Die Startfinanzierung wird vom Helmholtz-Enterprise-Fonds, dem Helmholtz Zentrum München, Tofwerk und Airsense zur Verfügung gestellt.
Zimmermann sagt: “Durch die gute Zusammenarbeit von Wissenschaftlern, Industrie und Technologietransfer werden wir die Früchte von mehr als 20 Jahren Forschung auf diesem Gebiet jetzt ernten können. Für mich ist es äußerst befriedigend, dass unsere Erfindung dadurch zur Anwendung gelangt. Außerdem bietet Photonion spannende Karrieremöglichkeiten für die Wissenschaftler, die zunächst als Doktoranden in meinem Team begonnen haben.”

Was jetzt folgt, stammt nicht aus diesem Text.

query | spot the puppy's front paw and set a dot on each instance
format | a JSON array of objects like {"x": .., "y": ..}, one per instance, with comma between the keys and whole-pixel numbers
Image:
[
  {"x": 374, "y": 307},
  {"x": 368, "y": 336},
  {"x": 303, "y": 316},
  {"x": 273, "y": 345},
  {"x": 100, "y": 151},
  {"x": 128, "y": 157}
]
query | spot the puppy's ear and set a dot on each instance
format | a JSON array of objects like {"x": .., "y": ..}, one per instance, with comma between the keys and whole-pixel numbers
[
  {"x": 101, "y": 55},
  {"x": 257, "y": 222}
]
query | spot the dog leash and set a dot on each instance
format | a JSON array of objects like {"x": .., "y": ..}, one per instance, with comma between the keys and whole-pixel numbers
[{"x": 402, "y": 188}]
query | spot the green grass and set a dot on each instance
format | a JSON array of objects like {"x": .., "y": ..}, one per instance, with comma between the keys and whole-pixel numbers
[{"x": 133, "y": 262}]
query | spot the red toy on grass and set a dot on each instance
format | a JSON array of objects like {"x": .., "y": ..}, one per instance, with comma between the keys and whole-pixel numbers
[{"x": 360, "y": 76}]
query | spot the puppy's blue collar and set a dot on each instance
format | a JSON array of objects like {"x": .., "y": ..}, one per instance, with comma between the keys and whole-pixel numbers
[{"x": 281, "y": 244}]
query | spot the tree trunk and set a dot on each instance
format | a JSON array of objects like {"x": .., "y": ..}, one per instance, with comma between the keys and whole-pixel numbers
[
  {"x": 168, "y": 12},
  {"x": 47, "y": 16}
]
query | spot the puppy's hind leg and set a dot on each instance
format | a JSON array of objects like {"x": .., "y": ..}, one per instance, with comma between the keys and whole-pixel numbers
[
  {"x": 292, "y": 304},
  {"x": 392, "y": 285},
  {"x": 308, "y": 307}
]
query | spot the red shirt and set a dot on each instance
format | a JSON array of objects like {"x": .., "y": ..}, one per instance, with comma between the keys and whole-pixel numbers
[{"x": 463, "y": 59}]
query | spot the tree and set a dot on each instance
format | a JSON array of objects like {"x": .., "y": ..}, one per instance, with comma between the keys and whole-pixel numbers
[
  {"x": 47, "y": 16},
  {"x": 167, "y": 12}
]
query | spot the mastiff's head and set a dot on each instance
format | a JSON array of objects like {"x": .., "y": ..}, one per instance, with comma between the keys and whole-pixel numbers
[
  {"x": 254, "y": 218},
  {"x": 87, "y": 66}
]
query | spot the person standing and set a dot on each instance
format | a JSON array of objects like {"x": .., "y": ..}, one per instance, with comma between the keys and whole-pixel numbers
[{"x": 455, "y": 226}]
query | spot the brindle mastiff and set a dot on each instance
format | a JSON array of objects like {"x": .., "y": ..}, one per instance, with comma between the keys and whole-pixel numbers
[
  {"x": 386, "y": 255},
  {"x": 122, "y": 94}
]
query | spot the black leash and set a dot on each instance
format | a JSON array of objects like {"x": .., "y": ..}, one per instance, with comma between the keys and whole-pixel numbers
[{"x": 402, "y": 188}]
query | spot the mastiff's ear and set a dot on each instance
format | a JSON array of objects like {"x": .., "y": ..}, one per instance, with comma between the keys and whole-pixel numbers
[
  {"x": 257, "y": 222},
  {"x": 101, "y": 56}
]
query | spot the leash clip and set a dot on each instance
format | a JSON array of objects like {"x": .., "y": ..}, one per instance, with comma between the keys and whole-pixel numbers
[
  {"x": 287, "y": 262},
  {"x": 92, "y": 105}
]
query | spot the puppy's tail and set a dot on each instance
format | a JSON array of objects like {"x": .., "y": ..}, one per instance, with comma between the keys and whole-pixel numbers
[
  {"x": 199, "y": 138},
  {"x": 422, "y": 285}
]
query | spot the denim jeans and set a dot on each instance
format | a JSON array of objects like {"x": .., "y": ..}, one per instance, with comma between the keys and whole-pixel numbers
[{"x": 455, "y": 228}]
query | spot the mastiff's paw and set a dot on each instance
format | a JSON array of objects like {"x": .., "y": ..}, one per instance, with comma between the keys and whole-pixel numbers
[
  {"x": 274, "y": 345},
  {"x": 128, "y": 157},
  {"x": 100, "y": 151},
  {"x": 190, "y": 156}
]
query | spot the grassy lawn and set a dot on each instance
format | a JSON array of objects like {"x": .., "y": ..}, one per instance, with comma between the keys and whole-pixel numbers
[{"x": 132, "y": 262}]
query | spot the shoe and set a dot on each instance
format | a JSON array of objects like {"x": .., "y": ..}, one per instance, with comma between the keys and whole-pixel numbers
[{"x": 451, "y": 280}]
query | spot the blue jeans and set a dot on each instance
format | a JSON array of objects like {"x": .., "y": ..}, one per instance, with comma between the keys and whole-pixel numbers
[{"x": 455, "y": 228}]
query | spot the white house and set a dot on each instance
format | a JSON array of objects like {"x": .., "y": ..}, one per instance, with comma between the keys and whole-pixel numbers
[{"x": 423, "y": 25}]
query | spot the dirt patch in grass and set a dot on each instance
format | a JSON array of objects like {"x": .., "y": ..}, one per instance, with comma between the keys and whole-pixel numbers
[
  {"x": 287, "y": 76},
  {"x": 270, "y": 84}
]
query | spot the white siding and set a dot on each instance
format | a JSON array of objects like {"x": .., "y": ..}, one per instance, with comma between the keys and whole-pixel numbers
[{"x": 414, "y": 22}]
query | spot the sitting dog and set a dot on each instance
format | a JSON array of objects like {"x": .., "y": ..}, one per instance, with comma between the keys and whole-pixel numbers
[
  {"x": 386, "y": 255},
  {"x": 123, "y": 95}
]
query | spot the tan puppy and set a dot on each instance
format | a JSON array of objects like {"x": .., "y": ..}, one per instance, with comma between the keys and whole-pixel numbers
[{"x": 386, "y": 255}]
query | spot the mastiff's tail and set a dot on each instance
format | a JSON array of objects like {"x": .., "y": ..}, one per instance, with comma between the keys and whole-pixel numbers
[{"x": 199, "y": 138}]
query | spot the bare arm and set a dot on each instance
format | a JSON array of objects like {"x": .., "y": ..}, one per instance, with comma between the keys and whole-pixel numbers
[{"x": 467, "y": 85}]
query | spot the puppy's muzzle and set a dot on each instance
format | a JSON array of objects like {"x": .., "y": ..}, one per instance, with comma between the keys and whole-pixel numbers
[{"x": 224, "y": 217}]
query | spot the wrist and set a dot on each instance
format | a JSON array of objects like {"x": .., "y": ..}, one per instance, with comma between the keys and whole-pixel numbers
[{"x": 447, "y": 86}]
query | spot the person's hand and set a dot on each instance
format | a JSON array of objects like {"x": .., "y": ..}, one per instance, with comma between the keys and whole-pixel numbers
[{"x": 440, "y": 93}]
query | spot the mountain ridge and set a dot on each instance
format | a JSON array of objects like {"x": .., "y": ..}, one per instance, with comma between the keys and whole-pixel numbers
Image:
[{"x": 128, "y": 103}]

Im Rahmen eines kürzlich gegründeten „Massenspektroskopie-Zentrums“, einem Kooperationsprojekt des Helmholtz Zentrums München und der Universität Rostock, werden Zimmermann und seine Kollegen ihre Forschung auf dem Gebiet der Photoionisation fortführen und weitere Anwendungsmöglichkeiten untersuchen, insbesondere in den Bereichen Medizin und Energie.